Question

The hybridization of the central atom in $Xe{F_4}$?
A) $s{p^2}$
B) $s{p^3}{d^2}$
C) $s{p^3}$
D) $s{p^3}d$

Answer 1

As we know that the mixing of two orbitals results in a hybridized orbital formation and the xenon in xenon tetrafluoride consists of a total of six valence electrons in its outermost subshell and the electronic configuration of xenon is given as $[Kr]4{d^{10}}5{s^2}5{p^6}$.

Complete solution:
As we know that there are a total of six electrons pair in Xenon and out of these six electrons two are lone pair of electrons. There are a total of six electrons in the $5p$ orbital and two electrons in the $5s$ orbitals, and there are no electrons in the d-orbital and the f-orbital. Therefore, in the ground state the two electrons in the $5p$ orbitals will be transferred to the vacant $5d$orbitals in the excited state and thus there are four unpaired electrons now two of them coming from $5p$ and remaining two coming from the $5d$orbital. Now the four fluorine atoms will bind with these four unpaired electrons. Therefore, the hybridisation of xenon tetrafluoride becomes $s{p^3}{d^2}$.
Also, we know that the other hybridization involves one s-orbital and three p-orbitals only which made it impossible for the accommodation of electrons of the central atom in the subshells. Therefore all the other options are incorrect.
We know the $s{p^3}d$ hybridization is formed when one s-orbital combines with three p- and one d-orbital. For the hybridization of $Xe{F_4}$ we need two d-orbitals instead of one orbital for pairing the electrons in $s{p^3}d$. Thus it is also incorrect.

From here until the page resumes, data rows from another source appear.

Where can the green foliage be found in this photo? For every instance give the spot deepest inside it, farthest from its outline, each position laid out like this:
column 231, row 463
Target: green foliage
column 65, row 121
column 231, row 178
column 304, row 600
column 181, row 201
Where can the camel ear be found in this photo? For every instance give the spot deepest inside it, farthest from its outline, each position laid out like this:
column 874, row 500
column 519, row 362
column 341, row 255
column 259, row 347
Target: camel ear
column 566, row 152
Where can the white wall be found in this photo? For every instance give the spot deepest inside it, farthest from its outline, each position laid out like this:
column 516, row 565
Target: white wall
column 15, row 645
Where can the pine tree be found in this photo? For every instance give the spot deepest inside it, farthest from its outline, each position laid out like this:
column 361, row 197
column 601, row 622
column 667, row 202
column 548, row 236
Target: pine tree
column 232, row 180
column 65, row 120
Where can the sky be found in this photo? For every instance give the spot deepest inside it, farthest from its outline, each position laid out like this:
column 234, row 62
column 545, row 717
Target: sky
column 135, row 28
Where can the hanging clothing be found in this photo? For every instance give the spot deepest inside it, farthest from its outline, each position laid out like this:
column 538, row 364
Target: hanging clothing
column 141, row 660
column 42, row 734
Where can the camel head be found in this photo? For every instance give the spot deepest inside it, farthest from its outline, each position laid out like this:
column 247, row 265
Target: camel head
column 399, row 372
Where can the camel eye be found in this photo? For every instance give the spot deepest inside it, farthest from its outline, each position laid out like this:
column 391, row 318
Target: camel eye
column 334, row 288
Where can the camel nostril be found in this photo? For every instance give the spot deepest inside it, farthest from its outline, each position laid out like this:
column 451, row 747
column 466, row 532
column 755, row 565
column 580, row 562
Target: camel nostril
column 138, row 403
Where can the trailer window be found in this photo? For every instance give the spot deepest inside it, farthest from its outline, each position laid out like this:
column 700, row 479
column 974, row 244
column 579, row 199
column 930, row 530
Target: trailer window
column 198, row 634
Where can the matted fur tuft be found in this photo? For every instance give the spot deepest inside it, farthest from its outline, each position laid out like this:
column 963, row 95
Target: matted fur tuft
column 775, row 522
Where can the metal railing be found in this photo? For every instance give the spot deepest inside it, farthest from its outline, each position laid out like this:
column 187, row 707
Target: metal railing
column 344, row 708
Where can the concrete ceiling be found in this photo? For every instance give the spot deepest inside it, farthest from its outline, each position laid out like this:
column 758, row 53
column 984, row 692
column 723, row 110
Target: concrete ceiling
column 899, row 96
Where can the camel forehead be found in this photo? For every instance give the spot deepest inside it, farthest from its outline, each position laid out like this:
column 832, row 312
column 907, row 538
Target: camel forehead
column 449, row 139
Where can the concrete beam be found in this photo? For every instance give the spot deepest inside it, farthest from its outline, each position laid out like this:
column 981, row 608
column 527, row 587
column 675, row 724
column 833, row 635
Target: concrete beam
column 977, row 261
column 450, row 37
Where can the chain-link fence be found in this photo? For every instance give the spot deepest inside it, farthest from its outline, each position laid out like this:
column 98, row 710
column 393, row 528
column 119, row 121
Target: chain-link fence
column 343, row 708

Therefore,the correct option is (B).

Note: Always remember that the xenon tetrafluoride possesses two lone pairs of electrons and according to VSEPR theory the net electronic repulsion should be minimum and thus the compound acquires a stable state. The lone pairs of electrons are in a perpendicular plane to the central atoms resulting in a square planar geometry to the molecule and a $s{p^3}{d^2}$ hybridization.